Taiwanese democracy has always been a boisterous affair. But the well-orchestrated invasion and violence in which dozens of police and protesters were injured was unprecedented. Although not directly allied to the main opposition Democratic Progressive Party, the protesters' actions neatly fitted its agenda for retraction of the Cross-Strait Service Trade Agreement bill, perceived as being lopsided.
The pact was a further stage of Ma's biggest achievement, the 2010 Economic Co-operation Framework Agreement, which has greatly reduced trade barriers between the island and the mainland. Taking account of doubts of some Taiwanese over economic integration, lawmakers agreed last June that the pact would be reviewed line by line and voted on a clause at a time. When it became clear last week that the majority nationalist KMT intended to ram it through the legislature, protests outside parliament escalated.

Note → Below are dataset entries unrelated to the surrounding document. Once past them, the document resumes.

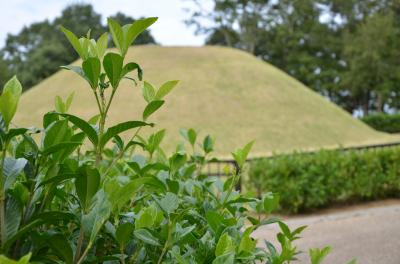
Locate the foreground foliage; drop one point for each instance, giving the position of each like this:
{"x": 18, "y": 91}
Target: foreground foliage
{"x": 310, "y": 181}
{"x": 84, "y": 195}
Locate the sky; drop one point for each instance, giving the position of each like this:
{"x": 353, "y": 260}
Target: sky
{"x": 169, "y": 30}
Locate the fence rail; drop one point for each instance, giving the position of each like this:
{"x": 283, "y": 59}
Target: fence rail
{"x": 216, "y": 167}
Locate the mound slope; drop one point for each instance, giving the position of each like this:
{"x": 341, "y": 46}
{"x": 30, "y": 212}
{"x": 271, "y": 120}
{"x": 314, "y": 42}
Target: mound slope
{"x": 223, "y": 92}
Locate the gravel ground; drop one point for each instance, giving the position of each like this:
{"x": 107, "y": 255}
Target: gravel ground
{"x": 370, "y": 233}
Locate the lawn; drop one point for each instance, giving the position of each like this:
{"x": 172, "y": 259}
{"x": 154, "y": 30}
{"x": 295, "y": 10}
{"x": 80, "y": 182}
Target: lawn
{"x": 223, "y": 92}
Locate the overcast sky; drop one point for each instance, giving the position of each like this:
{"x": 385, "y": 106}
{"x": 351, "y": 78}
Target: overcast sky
{"x": 169, "y": 29}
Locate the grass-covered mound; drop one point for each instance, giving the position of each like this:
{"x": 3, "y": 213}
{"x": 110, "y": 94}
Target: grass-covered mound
{"x": 224, "y": 92}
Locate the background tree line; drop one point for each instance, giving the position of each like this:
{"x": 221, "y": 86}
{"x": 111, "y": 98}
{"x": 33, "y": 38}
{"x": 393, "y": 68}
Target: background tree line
{"x": 38, "y": 49}
{"x": 347, "y": 50}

Trade agreements have to be mutually beneficial and evolve through a transparent process. The lack of symmetry from the pact was noticeable, with few restrictions on mainland companies seeking to set up in Taiwan, but many for firms from the island looking for mainland business. That naturally fed concerns about loss of jobs and economic dependence on Beijing. The rift between the KMT and DPP has been widened by an opposition boycott of parliament over the bill.
A democratic system takes time and effort to build and has to be constantly nurtured. Whatever the political disagreements, though, all sides have to work together to improve the lives of the people they serve. Legislators and citizens do not have the right to ignore laws and regulations and protests have to be peaceful and orderly. If the KMT and Ma are perceived as being no longer fit to govern, voters can decide at local elections in December and presidential polls due in 2016.